Novavax has been approved as a COVID-19 booster for people aged 18 and above.
In a statement released on Tuesday, Novavax announced the Therapeutic Goods Administration had granted provisional registration for the vaccine as a third jab.
The protein vaccine became available as a booster last week.
"As COVID-19 continues to persist and evolve, we are pleased to be able to offer the first protein-based COVID-19 vaccine registered for use as both a primary series and now booster regardless of previous vaccine history," Novavax chief executive Stanley Erck said.
The approval was based on data including from a phase two trial held in Australia, and another in South Africa.
Results showed a third dose of the Novavax jab produced "increased immune responses comparable to or exceeding levels associated with protection".
The vaccine "induced a robust antibody response" when used as a booster shot.
The TGA granted provisional registration in January for use of Novavax in people aged 18 and over.
In March, the Australian Technical Advisory Group on Immunisation recommended Novavax be used as a booster for over-18s where an mRNA vaccine such as Pfizer is not suitable.
The company in May filed for registration of their vaccine to be administered to teenagers aged between 12 and 17.

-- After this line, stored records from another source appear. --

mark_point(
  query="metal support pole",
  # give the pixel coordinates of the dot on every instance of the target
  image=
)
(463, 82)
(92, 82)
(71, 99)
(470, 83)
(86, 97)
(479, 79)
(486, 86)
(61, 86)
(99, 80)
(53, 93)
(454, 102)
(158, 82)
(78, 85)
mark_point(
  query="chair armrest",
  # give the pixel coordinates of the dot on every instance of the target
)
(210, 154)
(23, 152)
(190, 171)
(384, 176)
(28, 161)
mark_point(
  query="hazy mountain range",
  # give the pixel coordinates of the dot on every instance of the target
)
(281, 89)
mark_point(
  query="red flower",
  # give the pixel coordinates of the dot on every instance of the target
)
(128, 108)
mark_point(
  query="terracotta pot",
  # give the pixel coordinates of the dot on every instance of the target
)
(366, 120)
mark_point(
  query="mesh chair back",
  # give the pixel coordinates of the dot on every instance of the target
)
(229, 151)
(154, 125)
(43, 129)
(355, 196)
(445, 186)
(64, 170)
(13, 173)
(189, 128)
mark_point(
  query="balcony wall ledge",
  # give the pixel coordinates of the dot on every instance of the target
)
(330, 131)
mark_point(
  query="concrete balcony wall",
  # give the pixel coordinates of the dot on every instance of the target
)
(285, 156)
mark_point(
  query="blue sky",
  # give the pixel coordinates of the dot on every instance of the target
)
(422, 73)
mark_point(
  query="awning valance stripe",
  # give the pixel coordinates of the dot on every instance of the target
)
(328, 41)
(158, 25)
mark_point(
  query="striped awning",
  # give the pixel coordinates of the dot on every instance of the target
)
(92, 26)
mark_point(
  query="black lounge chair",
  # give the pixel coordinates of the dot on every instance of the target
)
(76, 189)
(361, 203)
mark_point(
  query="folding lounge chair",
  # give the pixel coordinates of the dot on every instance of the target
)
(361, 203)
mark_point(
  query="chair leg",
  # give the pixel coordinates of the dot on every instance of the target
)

It comes as experts from the Sydney Institute for Infectious Diseases (SIID) at the University of Sydney call for a national health protection strategy.
Institute co-director Ben Marais said one of Labor's election promises was to establish an Australian Centre for Disease Control.
The COVID-19 pandemic had shown Australia lacked a national mechanism to efficiently collate disease surveillance data, co-ordinate responses and conduct rapid applied research to inform policy and guide decision making.
"A national health protection strategy for all Australians is increasingly urgent," Professor Marais said in a statement on Tuesday.
Careful consideration and consultation were needed to establish the organisation, which needs to be a leader in preventing, preparing for and responding to disease outbreaks, he said.
The national organisation needed to bring together the collective expertise of researchers, epidemiologists, public health microbiologists and practitioners as well as communications, infection prevention and control experts and policymakers, Prof Marais said.